Anne ablasıyla konuştu ama görünüşe göre bu, yalnızca Elisabeth'i kızdırmaya yaramıştı. Elisabeth onun nasıl böyle saçma bir kuşkuya kapıldığını anlayamadı ve durumlarını bildiğinden her iki tarafın da adına karşılık verdi.
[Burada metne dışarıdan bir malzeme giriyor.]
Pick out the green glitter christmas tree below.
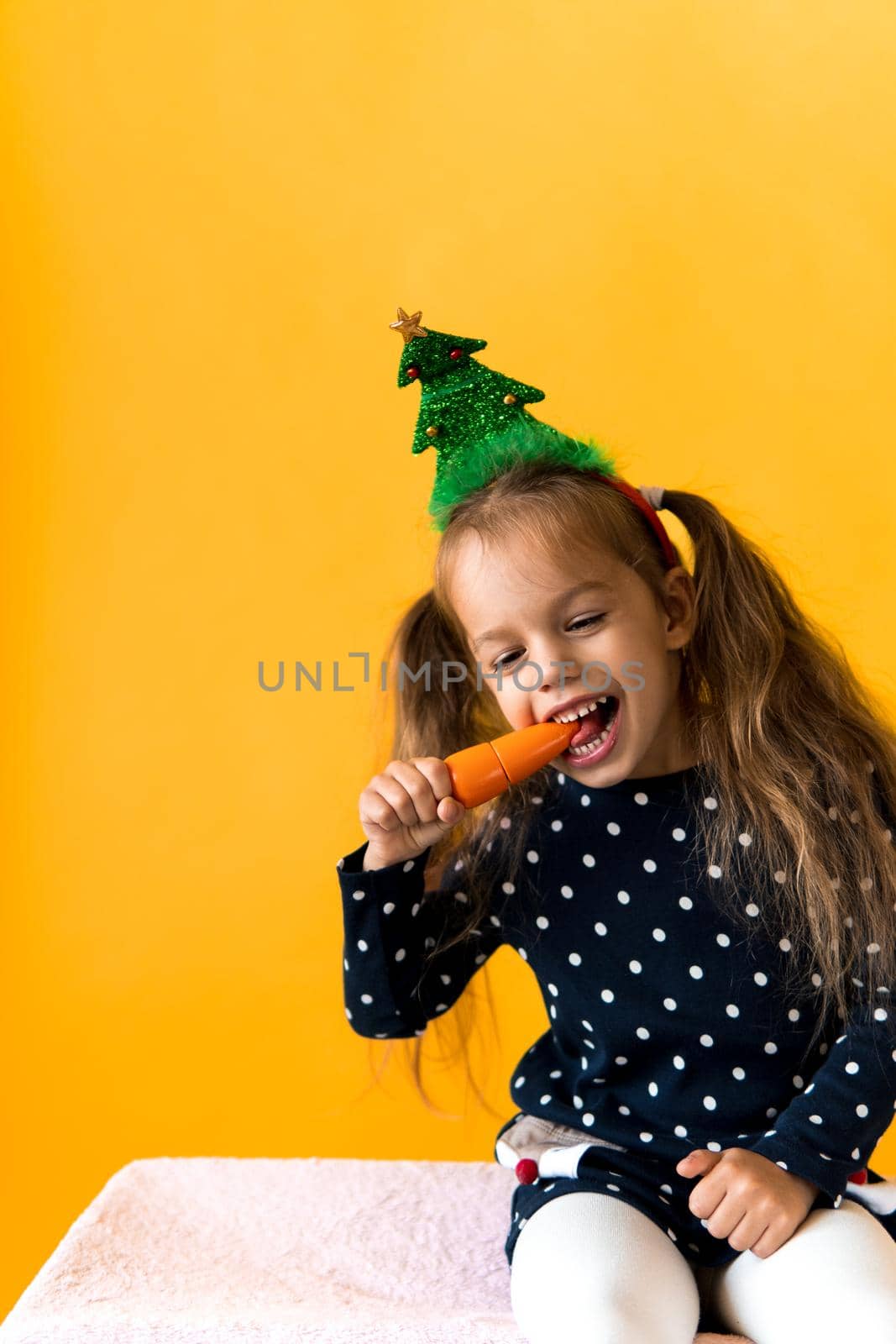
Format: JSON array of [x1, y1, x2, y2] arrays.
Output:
[[390, 307, 614, 533]]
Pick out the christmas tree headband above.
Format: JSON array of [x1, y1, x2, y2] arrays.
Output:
[[390, 307, 679, 569]]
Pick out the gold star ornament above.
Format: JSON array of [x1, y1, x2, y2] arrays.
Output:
[[390, 307, 430, 345]]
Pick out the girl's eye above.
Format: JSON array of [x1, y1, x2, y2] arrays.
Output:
[[491, 613, 605, 672]]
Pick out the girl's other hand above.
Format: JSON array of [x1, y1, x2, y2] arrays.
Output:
[[676, 1147, 818, 1259], [359, 757, 466, 869]]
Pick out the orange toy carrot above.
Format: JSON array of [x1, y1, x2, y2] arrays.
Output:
[[445, 721, 582, 808]]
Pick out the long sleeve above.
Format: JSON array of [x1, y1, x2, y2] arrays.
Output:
[[336, 842, 504, 1037], [751, 996, 896, 1208], [752, 778, 896, 1208]]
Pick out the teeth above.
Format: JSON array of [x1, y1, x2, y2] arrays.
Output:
[[552, 695, 607, 723], [567, 696, 616, 755]]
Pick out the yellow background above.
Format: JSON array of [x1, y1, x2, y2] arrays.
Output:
[[0, 0, 896, 1312]]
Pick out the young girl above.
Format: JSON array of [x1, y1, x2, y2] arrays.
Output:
[[338, 319, 896, 1344]]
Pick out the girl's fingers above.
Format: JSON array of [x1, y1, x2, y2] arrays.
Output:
[[361, 762, 419, 831], [385, 761, 439, 825]]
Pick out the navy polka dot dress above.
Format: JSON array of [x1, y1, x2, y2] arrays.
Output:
[[338, 764, 896, 1266]]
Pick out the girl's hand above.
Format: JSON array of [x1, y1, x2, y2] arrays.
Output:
[[676, 1147, 818, 1259], [359, 757, 466, 869]]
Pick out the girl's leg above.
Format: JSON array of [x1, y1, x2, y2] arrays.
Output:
[[696, 1199, 896, 1344], [511, 1189, 698, 1344]]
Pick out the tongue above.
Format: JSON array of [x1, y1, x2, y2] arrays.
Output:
[[567, 706, 605, 750]]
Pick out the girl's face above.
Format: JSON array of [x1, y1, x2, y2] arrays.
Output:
[[450, 533, 696, 788]]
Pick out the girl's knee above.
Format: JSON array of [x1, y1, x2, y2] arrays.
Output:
[[511, 1191, 700, 1344]]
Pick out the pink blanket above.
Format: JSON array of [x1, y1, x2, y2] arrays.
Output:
[[0, 1158, 748, 1344]]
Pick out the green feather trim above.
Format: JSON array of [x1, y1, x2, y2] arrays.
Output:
[[428, 410, 616, 533]]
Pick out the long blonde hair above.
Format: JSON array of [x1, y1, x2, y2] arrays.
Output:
[[357, 459, 896, 1116]]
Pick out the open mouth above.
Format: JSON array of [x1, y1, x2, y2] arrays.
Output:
[[555, 695, 619, 759]]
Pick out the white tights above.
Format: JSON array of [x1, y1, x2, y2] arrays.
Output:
[[511, 1191, 896, 1344]]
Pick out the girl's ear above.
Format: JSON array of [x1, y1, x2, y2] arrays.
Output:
[[665, 564, 696, 649]]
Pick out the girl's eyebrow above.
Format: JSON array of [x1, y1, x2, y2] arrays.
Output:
[[470, 580, 612, 654]]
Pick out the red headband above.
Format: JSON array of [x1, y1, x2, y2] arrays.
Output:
[[602, 473, 681, 569]]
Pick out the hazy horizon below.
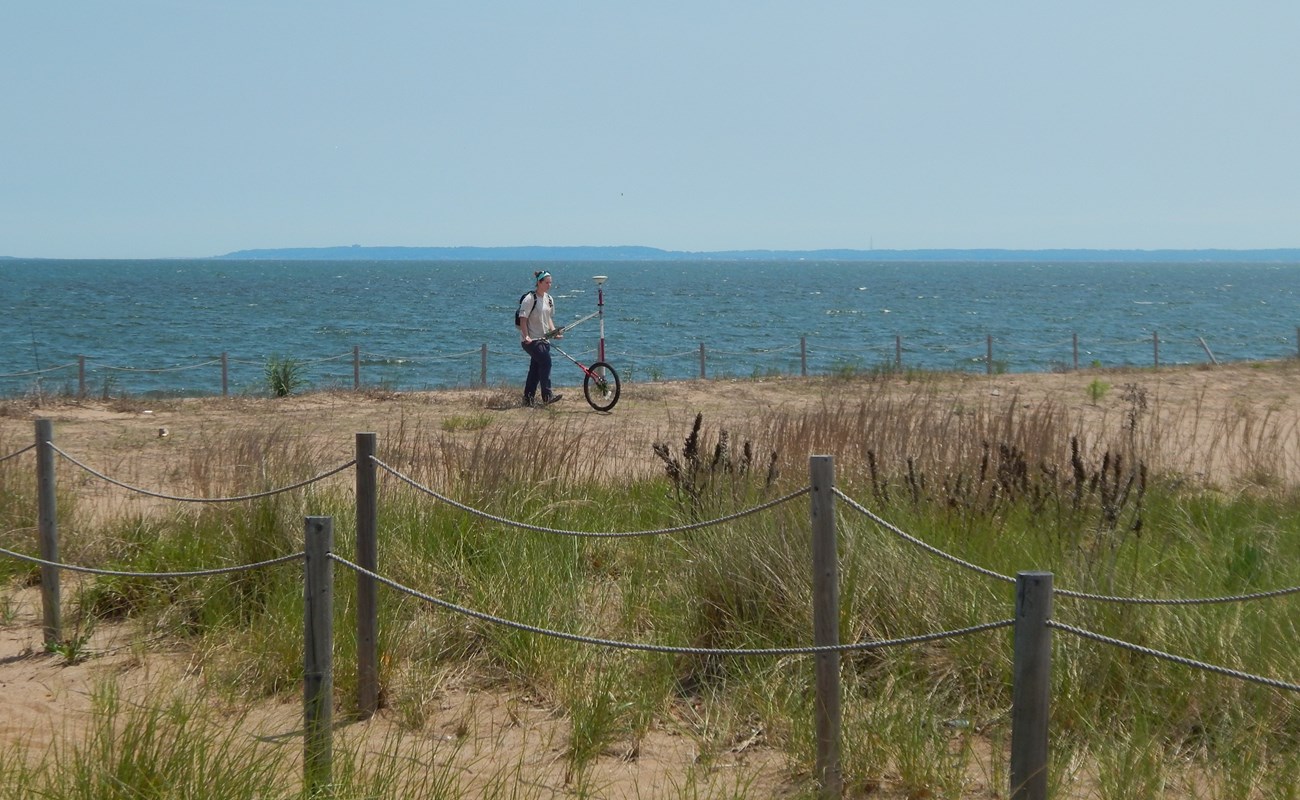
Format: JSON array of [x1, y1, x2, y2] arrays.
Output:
[[0, 0, 1300, 259]]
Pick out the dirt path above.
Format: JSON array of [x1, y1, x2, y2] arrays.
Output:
[[0, 362, 1300, 797]]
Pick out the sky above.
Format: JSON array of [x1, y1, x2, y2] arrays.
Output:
[[0, 0, 1300, 259]]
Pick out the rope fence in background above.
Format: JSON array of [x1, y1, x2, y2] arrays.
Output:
[[0, 419, 1300, 800], [0, 328, 1300, 397]]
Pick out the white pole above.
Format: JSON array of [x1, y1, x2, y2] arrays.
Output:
[[592, 274, 608, 362]]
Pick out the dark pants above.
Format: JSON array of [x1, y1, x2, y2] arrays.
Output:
[[520, 341, 551, 405]]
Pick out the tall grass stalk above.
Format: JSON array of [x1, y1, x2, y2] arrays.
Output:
[[10, 379, 1300, 797]]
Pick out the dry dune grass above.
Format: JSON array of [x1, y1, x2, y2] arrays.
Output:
[[0, 362, 1300, 797]]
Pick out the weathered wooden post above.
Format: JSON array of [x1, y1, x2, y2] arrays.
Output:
[[1196, 336, 1218, 367], [356, 433, 380, 719], [36, 419, 64, 645], [303, 516, 334, 797], [1011, 572, 1052, 800], [809, 455, 844, 799]]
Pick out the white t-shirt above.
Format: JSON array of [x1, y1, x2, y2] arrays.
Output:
[[520, 291, 555, 340]]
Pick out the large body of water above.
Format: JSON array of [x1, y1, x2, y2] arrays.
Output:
[[0, 260, 1300, 395]]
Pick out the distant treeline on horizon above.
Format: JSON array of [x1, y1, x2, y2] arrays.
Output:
[[0, 245, 1300, 264], [208, 245, 1300, 263]]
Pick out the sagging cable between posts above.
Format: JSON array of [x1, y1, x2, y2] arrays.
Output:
[[371, 455, 813, 539], [49, 444, 356, 503], [329, 553, 1015, 656], [0, 548, 307, 578], [835, 489, 1300, 606], [1048, 619, 1300, 692]]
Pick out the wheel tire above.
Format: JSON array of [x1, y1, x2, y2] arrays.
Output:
[[582, 362, 621, 411]]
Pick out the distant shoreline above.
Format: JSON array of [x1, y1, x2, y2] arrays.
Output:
[[0, 245, 1300, 265], [215, 245, 1300, 264]]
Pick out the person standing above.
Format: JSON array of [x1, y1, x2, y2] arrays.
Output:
[[519, 269, 562, 406]]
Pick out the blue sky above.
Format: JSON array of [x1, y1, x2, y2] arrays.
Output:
[[0, 0, 1300, 258]]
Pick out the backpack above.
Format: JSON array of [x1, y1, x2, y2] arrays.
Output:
[[515, 290, 537, 328], [515, 290, 555, 328]]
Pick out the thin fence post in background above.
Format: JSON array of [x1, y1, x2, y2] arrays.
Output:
[[1010, 572, 1052, 800], [1196, 336, 1218, 367], [809, 455, 844, 799], [36, 419, 64, 645], [356, 433, 380, 719], [303, 516, 334, 797]]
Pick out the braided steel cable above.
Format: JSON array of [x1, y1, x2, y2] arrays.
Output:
[[361, 349, 481, 364], [99, 358, 221, 372], [371, 455, 813, 539], [835, 489, 1300, 606], [832, 488, 1015, 583], [329, 553, 1015, 656], [1056, 587, 1300, 606], [0, 548, 307, 578], [49, 445, 356, 503], [0, 362, 81, 377], [0, 442, 36, 463], [1048, 619, 1300, 692]]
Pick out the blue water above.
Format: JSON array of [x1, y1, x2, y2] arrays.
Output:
[[0, 260, 1300, 394]]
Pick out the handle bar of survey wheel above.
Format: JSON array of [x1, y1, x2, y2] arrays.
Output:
[[542, 311, 601, 340]]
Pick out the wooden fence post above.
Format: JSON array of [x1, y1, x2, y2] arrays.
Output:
[[1011, 572, 1052, 800], [1196, 336, 1218, 367], [36, 419, 64, 645], [356, 433, 380, 719], [303, 516, 334, 797], [809, 455, 844, 800]]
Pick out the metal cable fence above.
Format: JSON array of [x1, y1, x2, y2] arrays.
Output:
[[0, 420, 1300, 796], [0, 326, 1300, 397]]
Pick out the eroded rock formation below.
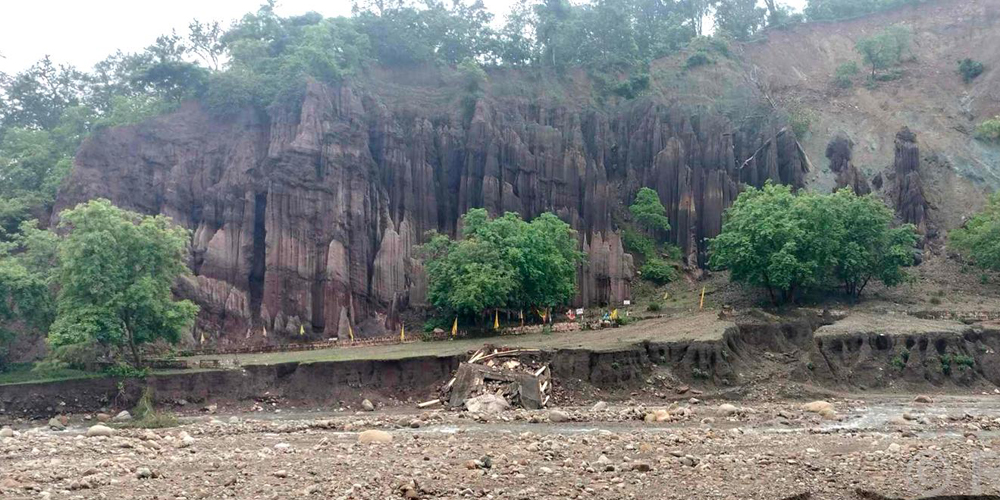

"Mrs. Clay kim olduğunu hiçbir zaman unutmaz," dedi. "Onun hayata bakışını senden çok daha iyi bilirim, evlilik konusunda, seni temin ederim ki özellikle hassastır, mevki ve sınıf eşitsizliğini çoğu insandan daha şiddetle ayıplar. Babama gelince, bizim iyiliğimiz için bunca zaman bekâr kalmış bir adamdan şimdi kuşkulanmak gerektiği gerçekten hiç aklıma gelmezdi. Mrs. Clay çok güzel bir kadın olsa, sürekli yanımda olmasının yanlış olabileceğine katılırdım, gerçi babamın asla kendisinden aşağı biriyle evlenmeyeceğine eminim ama o zaman bu, onun mutsuz olmasına yol açabilirdi. Oysa bütün iyi özelliklerine rağmen zavallı Mrs. Clay'in güzel olduğu bile söylenemez, ben gerçekten de onun burada tamamıyla güven içinde kalabileceğini düşünüyorum. Babamın onun kişisel kusurlarıyla alay ettiğini hiç duymamış gibisin, oysa biliyorum, en az elli kere duymuşsundur. O dişiyle, çilleriyle. Çiller beni babam kadar rahatsız etmiyor. Üç-beş çilin bir yüzün güzelliğini bozmadığını düşünüyorum ama babam onlardan tiksiniyor. Onun Mrs. Clay'in çillerinden söz ettiğini duymuş olmalısın."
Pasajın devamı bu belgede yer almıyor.